For amputees with an ipsilateral fracture, securing the amputated limb on a traction table poses a challenge, and in most situations, a traction table is not possible, and a special instrument should be considered in the meantime.

In some cases, adhesive fabric tape and a crepe bandage were used circumferentially around the distal stump to secure the limb to the foot piece of the traction table or the distal end of the fracture table [13], and then skin traction was applied in a similar manner of the non-amputees. Stumps in these trials could not be fixed as firmly as skeleton traction, most of whom provided the traction force of a certain direction with a lack of rotational control when reducing the fractured limb. If significant traction and rotation control were needed for the reduction and fixation of these fractures, the use of skeletal pin traction may be necessary [7]. Other authors tried to use skeleton traction with different types of devices. Berg et al. [3] built an improvised extension with all the available clamps connected to traction bow to provide traction. McCabe et al. [14] set up a traction apparatus for transfemoral amputees in a familiar way with the assistance of fracture table. All the methods applied by the above authors utilized temporary devices, which demanded prolonged operating time to dispose accordingly, providing traction in only one direction without a proximal traction site and potentially compromising the visibility or scope of operation.

The rapid reductor connected the ASIS to the distal stump with Schantz pins via connecting rod, traction bow, and scaffold, forming a mechanical closed-loop system and providing two-way traction. Enormous force can be generated by skeleton traction through the rapid reductor to reduce displaced fragments of the lower limb more efficiently. In the traditional traction table, a perineum post is employed to counteract the stress of the traction, and multiple traction table-related complications occur. The rapid reductor can resist the pulling force through the connecting rod and avoid the above disadvantages. Chen et al. [1] compared the traction table-based reduction with the rapid reductor when treating femoral shaft fractures using the IM nailing technique. As a result, the rapid reductor makes it easier to perform and more effective to reduce the fracture and maintain its realignment, with a shorter operative time, fluoroscopy time, and less blood loss. Furthermore, each rapid reductor set costs approximately $600, which can be equipped by primary hospitals as well.

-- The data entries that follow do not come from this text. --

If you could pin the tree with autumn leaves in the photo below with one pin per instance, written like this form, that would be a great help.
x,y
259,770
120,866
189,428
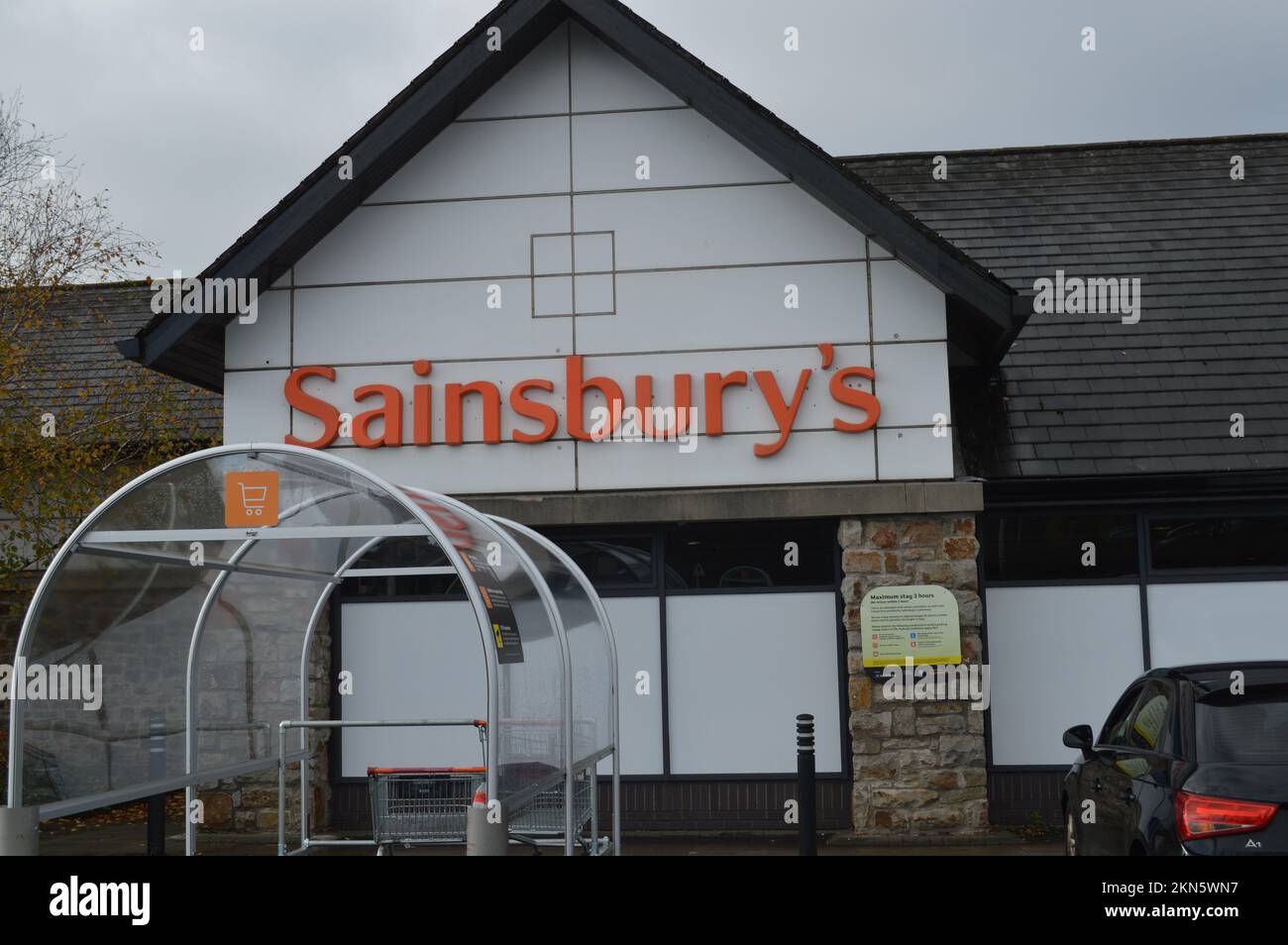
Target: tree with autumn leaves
x,y
76,420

Meena et al [6]. preferred closed reduction but ended up with reducing the fracture under direct vision because of the lack of adequate traction with the absence of the distal limb. Overlapping, anterior-posterior, and lateral displacement can all be reduced by the rapid reductor, especially for femoral shaft fractures, via traction and the Schantz pin inserted with a joystick technique. Moreover, rotating the traction bow inward or outward can reduce rotational deformities. In all our cases, closed reduction and minimally invasive internal fixation can be achieved with the use of the rapid reductor, and no case turned into open reduction. Afterwards, excellent alignment was exhibited on the affected side, and no inadequate reduction or angular deformity was shown on the fluoroscopic images. No clinical or reductor-induced complications occurred. In the follow-up stage, no patients suffered malunion or non-union, with no further treatment or operation requested.

There are several limitations of the study. Ipsilateral fractures in lower limb amputees are uncommon; as a result, the amount of the sample size is relatively small. Meanwhile, considering the unstable fixation of the traction table and the large invasion of open reduction, the fractures were not treated by traction table-based reduction or open reduction as a control group.

Conclusion

Lower limb fractures in amputees can be treated by rapid reductor-assisted closed reduction and minimally invasive internal fixation. The rapid reductor can both efficiently reduce and maintain ipsilateral fractures in lower extremity amputees. This latest technique is convenient to perform with satisfactory functional recovery and decreased complications.